A MAJOR drive to secure a better deal for Scottish writers and authors was launched today as it emerged 81 per cent of them earn below the national minimum wage.
The average income from the work of Scotland’s 2600 professional writers is said to be just £6000 a year, according to the most extensive ever research into the nation’s literary scene.
The report for arts agency Creative Scotland has warned that writers are having “great difficulty” trying to make a living out of writing, with many combining it with other jobs.
It also revealed widespread discontent at how the nation’s writers are promoted at home and abroad, with calls for greater “championing” of Scottish literature.
It also calls for a widespread overhaul of existing support for writers and publishers in a bid to make the industry more financially viable, including the creation of a new international body to promote Scottish writers overseas.
A major industry summit will be held in Glasgow at the end of this month to address issues thrown up by the report, by consultants Nordicity, which has 38 recommendations.
They found that Scotland’s publishing industry - which is described as “economically fragile” - has shrunk in the space of just four years, with 25 fewer firms and 400 jobs lost.
Key measures including making funding more accessible to writers at various stages of their careers, securing a fairer deal for authors appearing at festivals and events to address a “wide disparity” in what they are paid, and encouraging more help for self-published writers.
Education bodies will be urged to form new relationships with writers and literary organisations there is said to be a “strong desire” from the sector for greater representation of Scottish writers in schools.
Tourism organisations will be urged to make more of destinations linked to famous authors, literary trails, and existing events and festivals.
The report, which consulted 475 different writers, states: “Connected to all facets of life in Scotland, writers are widely celebrated by readers, but are somewhat under-represented in the media for their contribution to culture and society.
“Like writers around the world, however, they are now facing a number of new and pre-existing challenges – including reduced (or nil) advances from publishers, fewer multiple-title contracts, in many cases declining support in marketing and promotion, and lower royalties yielded from ever-decreasing online book pricing.

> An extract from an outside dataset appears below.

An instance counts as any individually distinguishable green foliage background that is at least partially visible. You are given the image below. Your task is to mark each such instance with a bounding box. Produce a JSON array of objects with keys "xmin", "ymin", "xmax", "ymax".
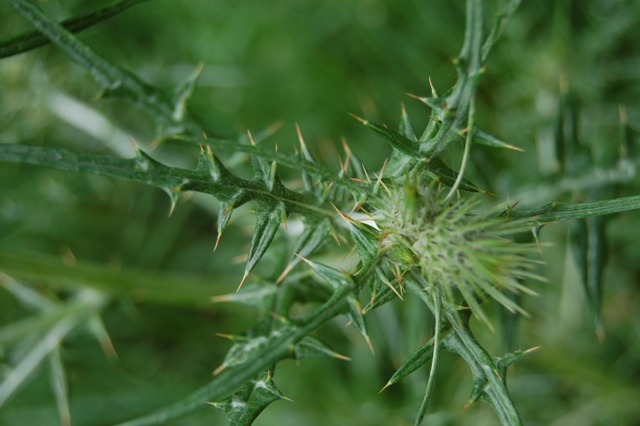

“Most Scottish writers are insufficiently compensated for their work – 81 per cent of Scottish writers responding to the survey earn below the national minimum wage.”
The report advocates the creation of Scottish Literature International to raise the presence of Scottish authors and publishers, who are largely left to their own devices overseas at present. It is hoped the new body, which Creative Scotland is being urged to set up, will help emulate the success of a similar model for Ireland’s literary industry.
The report adds: “Scotland has a growing international profile. The Scottish independence referendum in particular, and the recent political transformation in Scotland have brought the country a higher level of global attention.
“As a whole, Scotland’s literary heritage is a living heritage that continues to be important in mediating the country’s relationship with the world.
“Support for writers, storytellers, promoters, and an industry that maintains and develops international links will not only yield results for the future creative and economic growth of the literary sector and the creative industries more widely, but also enhance Scotland’s international standing.
“However there is a widely held feeling across the sector that not enough is done to coherently showcase, champion and build on these aspects of literature in international terms. This view was widely expressed by individual writers, publishers and organisations alike.”
Jenny Niven, head of literature at Creative Scotland, said: “The report gives really coherent recommendations as to how to champion Scottish literature at home and better promote it abroad, which is a big step forward.
“It is really helpful that the report has looked at other successful international models for supporting writers and publishers, including in Ireland, Norway and Finland.
“We have the same wealth of contemporary talent and a rich historical traditional that we could be promoting, but we are just not doing it at present.
“As individuals, lots of Scottish writers have lots of international connections. They travel frequently, they have personal networks of connections all over the place, but it is not well coordinated.
“Quite a few of our literary organisations have really interesting and diverse international programmes. But some of them are much more visible than others.
“We need to pull all that together so there is a much clearer route for people in Scotland to promote their work internationally, but also have a much more logical shopfront for people externally looking into Scotland. It’s just not connected up at the moment.”